# Connectivity analysis and stochastic controls

The structure of a connectome is often characterized by reporting the values of connectivity metrics, where a given metric captures some aspect of its organization. At its simplest, this can be for example the connection probability, but more complex measures are also applied.

Formally, such reports can confirm or (more often) reject a connectivity algorithm to be a good model of a connectome. This is, because for simple algorithms the ranges of values reached are well known. Therefore, a value outside the range would reject the model. 

However, there can still be many other, very simple algorithms that can explain the results. It is important to investigate them before coming to strong conclusions.

We will illustrate this idea in this notebook

In [None]:
!pip install numpy
!pip install pandas
!pip install Connectome-Utilities
!pip install connectome-analysis
!pip install scipy

In [None]:
import numpy
import pandas
import conntility
import connalysis
from scipy import sparse

from matplotlib import pyplot as plt

## Common neighbor bias

It has been observed that connectivity in brain networks is biased for connections between neurons with many _common neighbors_. A "neighor" of a neuron in this context is another neuron that is connected to the first; a "common neighbor" of a pair of neurons is a third neuron that is connected to both of them.

Perin et al., 2012, PNAS found the following:

![image.png](../images/perin_synaptic.png)

In panel B we see that there are more common neighbors for pairs than "expected". Expectation in this context is the distribution of the number of common neighbors between pairs in an "Erdos-Renyi" graph. What Erdos-Renyi means will be explained further below.

In panel C we see that the probability that the pair is connected strongly depends on the number of common neighbors between them.

### The meaning of the measure

The phenomenon is often interpreted as evidence of connection clustering. I.e., of the presence of small groups of neurons that are much more tightly interconnected than expected. (In fact, it is closely related to another measure called "clustering coefficient"). 
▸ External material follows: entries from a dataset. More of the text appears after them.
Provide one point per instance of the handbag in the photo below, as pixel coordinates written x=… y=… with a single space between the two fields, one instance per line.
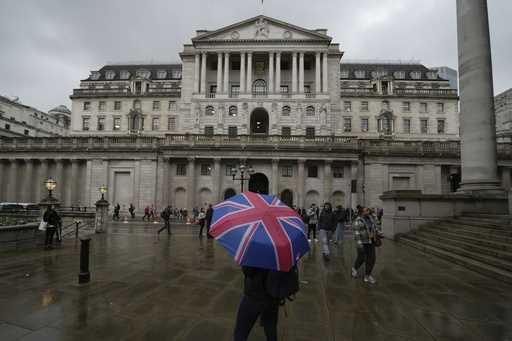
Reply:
x=42 y=225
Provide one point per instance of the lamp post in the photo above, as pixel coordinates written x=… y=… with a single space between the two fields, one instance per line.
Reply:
x=245 y=174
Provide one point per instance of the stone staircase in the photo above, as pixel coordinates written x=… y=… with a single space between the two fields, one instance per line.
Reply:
x=481 y=242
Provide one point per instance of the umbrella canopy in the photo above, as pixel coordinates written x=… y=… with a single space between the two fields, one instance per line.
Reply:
x=260 y=231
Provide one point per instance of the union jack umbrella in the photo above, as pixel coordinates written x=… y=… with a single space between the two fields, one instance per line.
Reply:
x=259 y=231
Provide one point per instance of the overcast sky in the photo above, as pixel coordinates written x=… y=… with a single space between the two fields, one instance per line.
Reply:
x=47 y=46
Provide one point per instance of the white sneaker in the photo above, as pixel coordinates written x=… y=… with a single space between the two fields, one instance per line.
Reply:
x=369 y=279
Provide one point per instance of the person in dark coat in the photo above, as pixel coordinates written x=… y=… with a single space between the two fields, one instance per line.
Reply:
x=256 y=302
x=326 y=225
x=53 y=221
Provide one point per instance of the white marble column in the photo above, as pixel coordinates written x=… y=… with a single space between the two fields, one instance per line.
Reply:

Formally, the measure demonstrates a statistical dependence between the existence of one connection and another. The existence of the connections to the common neighbors influences the probability that the connection between the pair exists. 

### Investigate
Here, we investigate this proposed phenomenon in some stochastically-generated connectomes and a real connectome.

We begin by implementing a function that analyzes how much connection probability increases with common neighbors.
It takes as input the representation of the connectome as a graph as input. Specifically, its 'adjacency matrix', represented as a scipy.sparse matrix. That is a N x N matrix, where N is the number of neurons in the connectome, where the entry at [i, j] is True iff there is a connection from neuron #i to neuron #j.

An additional input is the direction of connectivity considered for neighbors. Previously, we defined a neuron that is connected to another neuron, but did not specify the direction of the connection: Is it innervated by or innervating the other neuron. In this function, this is made explicit, considering either "afferent" or "efferent" neighbors. The final input is the minimum number of pairs required for a valid connection probability. If, for a given number of common neighbors fewer than that number of pairs are found, no connection probability sample is recorded.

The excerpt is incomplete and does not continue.